Sacrifice and dignity
Closely linked to the concept just mentioned, but worthy of a paragraph in itself, we find another fundamental pillar for Japanese society: sacrifice. Yuna, as already said, is well aware of her destiny, and is ready to face it for the good of her people. He knows that the love affair with Tidus, however pure, will never have a happy ending. She's not the only one who has to sacrifice herself on this trip, the whole company will have to give up something, for example the young Riku, despite hostilities towards the cult of Yevon and therefore, indirectly, towards the choices of Yuna, decides to put them aside to help her, because she understands the weight of her mission.

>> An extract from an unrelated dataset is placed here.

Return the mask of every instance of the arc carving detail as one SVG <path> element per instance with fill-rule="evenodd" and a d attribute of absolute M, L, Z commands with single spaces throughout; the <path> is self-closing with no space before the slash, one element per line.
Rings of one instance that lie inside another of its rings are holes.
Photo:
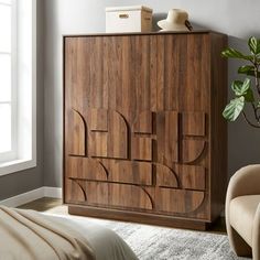
<path fill-rule="evenodd" d="M 207 149 L 204 112 L 141 111 L 131 122 L 118 111 L 89 109 L 67 118 L 67 176 L 84 194 L 83 204 L 159 214 L 202 205 L 206 171 L 192 163 Z"/>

However, in the end, the greatest sacrifice is made by Tidus himself. Once Yu Yevon has been defeated within Sin, the intercessors he created can cease to "dream" the Zanarkand from which our hero comes, and finally find rest. However, this will also make our protagonist disappear, as he himself is nothing more than a dream. So the boy who at the beginning of the journey appears carefree and immature, at the end of the adventure sacrifices his existence for the salvation of a world that doesn't even belong to him, but that is the home of the people he has learned to love. So, after a heartbreaking hug to Yuna, Tidus leaps into the void, rejoining his father.
In the final scene, Yuna gives a speech to hundreds of people, ending it with a message, in my opinion, extremely Japanese:
"We have all lost something precious ... Home, dreams, friends ... But now Sin is finally dead! Spira is ours again! By joining forces, we will have a new home ... and new dreams. The journey will be tough, but we have time: together we will rebuild Spira! The road awaits us. We begin to follow it from today. One last thing: the lost companions ... The dreams gone ... Let's never forget them. "
Why extremely Japanese? Because these words contain the spirit of a country that has undergone a forced modernization by the Americans in the mid-800s, two atomic bombings and, more recently, a nuclear disaster, but which he has always found the strength to get up with dignity, remembering what he has lost but without crying over himself.
Japan continues, but does not forget its history, just as Yuna, Wakka, Lulu and Kimari will continue, but they will never forget Tidus. And I, like so many other gamers, will never forget Final Fantasy X.